Photos that I wanted to put in my blog

These are the photos that I wanted to include with my blog but I ran into issues on blogger.com when I try to place pictures with text. This is the finished worm bed in its house under a plant stand/table. the bottom dish is a rolling pot saucer. Should make maintenance easier.





I bought the twin pack of Rubbermaid Rough Tote cargo boxes to build my worm farm. They are 14 gallon boxes, light doesn't make it through the plastic and the lids have very nice locking handles.










This is a view of the holes drilled in the upper side of the worm box. These holes are use for ventilation and the size is small enough that it should keep most UNWANTED guests out of the bed. There are also similar holes drilled in the bottom of this box as well for drainage.

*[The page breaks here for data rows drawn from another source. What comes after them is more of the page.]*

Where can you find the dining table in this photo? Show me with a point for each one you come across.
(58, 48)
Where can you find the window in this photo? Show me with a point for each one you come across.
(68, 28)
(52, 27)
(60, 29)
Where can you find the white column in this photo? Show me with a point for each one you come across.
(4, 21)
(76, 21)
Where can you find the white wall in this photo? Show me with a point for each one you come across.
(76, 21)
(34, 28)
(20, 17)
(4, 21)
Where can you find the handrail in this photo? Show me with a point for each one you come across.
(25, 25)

This is kind of an exploded view of the part that make up the worm bed. The wheeled saucer dish is going to be used to move things around for maintenance and care. The bottom box (unaltered) just had the top removed and a couple of pavers in place to provide ventilation and a place for OUT OF BOUND worms to escape to. This is were the worm juices will collect. The top box will contain the worms, bedding and food. This is were the casing/worm poo will be collected from.




This is an inside view of the bottom box to show the paver placement. This raises the top box high enough to allow the ventilation holes in the top box to BREATH and the pavers should also offer an escape for any wandering worms and keep them from drowning in the WORM JUICES.

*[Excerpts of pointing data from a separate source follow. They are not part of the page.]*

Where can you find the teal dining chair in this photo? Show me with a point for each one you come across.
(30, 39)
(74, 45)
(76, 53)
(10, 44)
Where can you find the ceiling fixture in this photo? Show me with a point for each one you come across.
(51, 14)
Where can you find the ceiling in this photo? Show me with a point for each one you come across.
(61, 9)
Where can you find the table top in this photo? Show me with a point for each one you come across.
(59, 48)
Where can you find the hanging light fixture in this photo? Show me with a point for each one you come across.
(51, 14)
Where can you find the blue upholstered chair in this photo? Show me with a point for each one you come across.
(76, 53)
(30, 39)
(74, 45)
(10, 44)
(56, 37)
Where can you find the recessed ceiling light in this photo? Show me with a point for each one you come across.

This is the filled worm bed. started out with a layer of torn strips of newsprint (San Diego Weekly Reader). The strips were moistened with water (moist/not wet), some pureed kitchen scraps were layered next and then finished off with about 2 inches of compost I had previously processed. No visible worms in this compost but it seems to have quite a few worm eggs in it.
NOTE: each egg may contain between 2 to 20 worms.





It may be difficult to see but at the tip of my finger is a small golden looking pearl. This should be the future of my worm bed. There are quite a few of these eggs mixed in with this compost and I hope that all conditions are right for a population explosion of worms.









Please leave any comments or questions you may have. If you want to share your successes and/or failures that would be appreciated as well. Also, I am still very interested in solar and wind on a homemade scale. Gardening is very strong on the agenda at this time of year and if anyone is interested in a seed swap I have large hard shelled pear gourd (about 10 to 12 inches tall), luffa sponge seeds and Italian squash/zucchini seeds available.